Oysaki gerçek hayatta yukarıdaki durum ironik bir şekilde tersine dönüyor. ‘Evet’ diyenlerin ‘kazanmaya’ daha yakın oldukları bir dünyada yaşıyoruz. ‘Hayır’ demenin neticesinde kaybedenler, nedense ‘evet’ deyip de kaybetmiş olanların sayısından daha fazla. Hemen itiraz etmeyin lütfen, yanılıyor olabilirim; elimde bu tezi doğrulayacak bilimsel bir kaynak ya da herhangi istatistikî veri bulunmuyor. Sadece kişisel deneyim ve gözlemlerimi sizinle paylaşıyorum.

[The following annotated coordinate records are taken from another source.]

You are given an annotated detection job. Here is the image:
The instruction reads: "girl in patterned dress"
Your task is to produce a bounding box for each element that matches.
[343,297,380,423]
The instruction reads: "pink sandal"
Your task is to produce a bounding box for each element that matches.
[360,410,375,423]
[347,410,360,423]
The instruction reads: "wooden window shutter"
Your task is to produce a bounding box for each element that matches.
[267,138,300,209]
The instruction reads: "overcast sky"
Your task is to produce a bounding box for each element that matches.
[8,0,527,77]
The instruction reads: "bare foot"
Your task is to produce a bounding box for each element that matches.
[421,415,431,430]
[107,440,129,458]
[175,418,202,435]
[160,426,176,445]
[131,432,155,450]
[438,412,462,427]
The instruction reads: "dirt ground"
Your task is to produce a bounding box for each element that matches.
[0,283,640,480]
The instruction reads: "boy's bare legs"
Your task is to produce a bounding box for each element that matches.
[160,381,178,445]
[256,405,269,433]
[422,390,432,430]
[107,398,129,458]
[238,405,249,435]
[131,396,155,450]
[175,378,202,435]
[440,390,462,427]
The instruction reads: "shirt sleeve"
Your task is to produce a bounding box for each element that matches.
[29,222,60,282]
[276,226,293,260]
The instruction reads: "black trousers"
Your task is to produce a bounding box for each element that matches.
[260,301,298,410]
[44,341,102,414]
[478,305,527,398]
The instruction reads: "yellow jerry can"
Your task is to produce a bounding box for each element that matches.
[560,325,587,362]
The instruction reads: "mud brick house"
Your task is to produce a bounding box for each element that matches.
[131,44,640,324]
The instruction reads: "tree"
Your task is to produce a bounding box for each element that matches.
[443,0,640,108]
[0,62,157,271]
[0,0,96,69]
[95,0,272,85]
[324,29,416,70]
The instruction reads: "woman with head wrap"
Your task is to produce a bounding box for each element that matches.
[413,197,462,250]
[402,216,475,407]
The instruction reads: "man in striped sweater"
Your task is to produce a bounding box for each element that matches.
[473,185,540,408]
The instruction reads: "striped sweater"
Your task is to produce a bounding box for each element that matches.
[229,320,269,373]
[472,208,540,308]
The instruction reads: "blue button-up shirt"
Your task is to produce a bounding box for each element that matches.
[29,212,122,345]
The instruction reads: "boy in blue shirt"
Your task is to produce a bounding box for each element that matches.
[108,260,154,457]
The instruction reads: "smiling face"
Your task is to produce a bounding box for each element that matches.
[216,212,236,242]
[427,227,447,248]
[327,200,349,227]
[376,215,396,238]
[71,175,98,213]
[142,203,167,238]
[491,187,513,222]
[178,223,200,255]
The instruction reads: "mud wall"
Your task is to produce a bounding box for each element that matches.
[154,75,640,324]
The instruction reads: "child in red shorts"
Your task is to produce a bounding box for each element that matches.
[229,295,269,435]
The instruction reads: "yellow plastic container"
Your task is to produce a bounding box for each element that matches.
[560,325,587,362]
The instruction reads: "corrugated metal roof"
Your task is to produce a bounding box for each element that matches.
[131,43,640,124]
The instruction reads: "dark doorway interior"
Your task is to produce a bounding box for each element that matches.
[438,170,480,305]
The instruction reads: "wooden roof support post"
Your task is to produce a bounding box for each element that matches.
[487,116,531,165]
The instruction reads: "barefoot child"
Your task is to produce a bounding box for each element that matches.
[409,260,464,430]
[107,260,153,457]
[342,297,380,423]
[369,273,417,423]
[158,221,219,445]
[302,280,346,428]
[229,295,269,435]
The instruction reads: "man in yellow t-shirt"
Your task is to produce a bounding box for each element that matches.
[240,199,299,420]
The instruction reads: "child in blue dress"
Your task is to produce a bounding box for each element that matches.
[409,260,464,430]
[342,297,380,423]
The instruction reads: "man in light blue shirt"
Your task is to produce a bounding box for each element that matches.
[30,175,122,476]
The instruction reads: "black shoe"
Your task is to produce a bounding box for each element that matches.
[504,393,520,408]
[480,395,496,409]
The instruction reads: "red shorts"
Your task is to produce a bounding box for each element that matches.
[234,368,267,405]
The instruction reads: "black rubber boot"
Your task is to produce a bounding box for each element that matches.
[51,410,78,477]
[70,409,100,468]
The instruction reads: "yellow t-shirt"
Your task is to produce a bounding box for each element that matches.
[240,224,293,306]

Gelelim bu yazının konu başlığı olan kendi ‘evet’lerime:
Ne yalan söyleyeyim, geçtiğimiz yıllarda pek öyle baskı - zulüm filan görmedim. Bu yaşımdan sonra da yeni maceralara atılmayı hiç arzulamıyorum. Hayatımda büyük değişiklikler istemediğim için de evet demeyi düşünüyorum;
Doğrudur, son otuz küsur yılda fazlaca söz hakkım olmadı, ama bu tarihten sonra olacağını da sanmıyorum. Ne kadar konuşursam başımı o denli derde sokacağımı hayat tecrübemle öğrendim. İyisi mi susmak ve sadece evet demek;
Kadın-erkek eşitliğine inanmıyorum. Pek çok alanda erkekler kadınlardan üstün görünseler de eşitlik konusu her zaman tartışmaya açık olacaktır. Hayatımın altüst olmaması için evet diyeceğim;
Çok şükür kurulu bir düzenim var. Evde aşım pişiyor, odam temizleniyor, çamaşırlarım yıkanıyor. Dilediğim zaman yurtdışına çıkıp gezebiliyor, ailecek tatile, yemeğe, tiyatroya, sinemaya, alış-veriş merkezine falan gidebiliyoruz. Yaşam düzenimin bozulmaması için evet diyeceğim;
Karşılıklı anlayış ve empati çok önemlidir. Anlaşıldığımı anlıyorum. Evet, evet, evet!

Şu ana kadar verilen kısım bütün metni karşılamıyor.